A recent model has been developed that simulates fires in mountain ash forest as a set of spatially correlated events (McCarthy and Lindenmayer 1998). This model has been validated with data on the prevalence of multi-aged mountain ash forest, and has been shown to perform well, illustrating that the model adequately simulates the effects of fire on the age structure of mountain ash forest. This model may be used as a basis for simulating metapopulation dynamics that are spatially correlated.

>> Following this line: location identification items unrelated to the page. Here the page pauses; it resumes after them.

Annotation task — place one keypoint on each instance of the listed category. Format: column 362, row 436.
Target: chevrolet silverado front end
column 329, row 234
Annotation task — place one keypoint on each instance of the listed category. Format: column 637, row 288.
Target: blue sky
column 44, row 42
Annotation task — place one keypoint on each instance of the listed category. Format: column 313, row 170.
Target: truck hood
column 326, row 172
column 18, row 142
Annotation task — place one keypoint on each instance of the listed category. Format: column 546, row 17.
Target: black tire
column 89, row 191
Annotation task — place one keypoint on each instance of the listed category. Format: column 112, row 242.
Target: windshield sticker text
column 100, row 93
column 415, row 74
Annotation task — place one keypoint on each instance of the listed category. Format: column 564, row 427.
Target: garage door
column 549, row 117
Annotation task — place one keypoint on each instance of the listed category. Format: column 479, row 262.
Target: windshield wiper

The purpose of this paper is twofold. Firstly, we describe the development of a model of the metapopulation dynamics of the greater glider (Petauroides volans), an arboreal marsupial of forests in eastern Australia. The model accounts for spatially correlated disturbance by using the recently developed fire model (McCarthy and Lindenmayer 1998). Secondly, the metapopulation model is used to explore effects of reserve configuration (size and location of patches) on the risk of extinction of greater gliders in mountain ash forests. Risks of extinction in single patches are determined first, and then the risk of extinction within an actual area of timber production forest in the Central Highlands of Victoria is examined. Results of the model are compared with a theoretical generalization developed by Lande (1993), which relates the mean time to extinction in a single patch to a power of population size. Replication of the reserves across large areas is investigated by considering the risk of extinction in a number of independent patches, and by considering the mean time to extinction in the reserve network (see also Quinn and Hastings 1987). Within the Central Highlands region, there is scope for removing some areas of forest from timber production and including them in a reserve system (Lindenmayer and Possingham 1995). The model is used to determine the configuration of such a reserve network that would minimize the risk of extinction of greater gliders.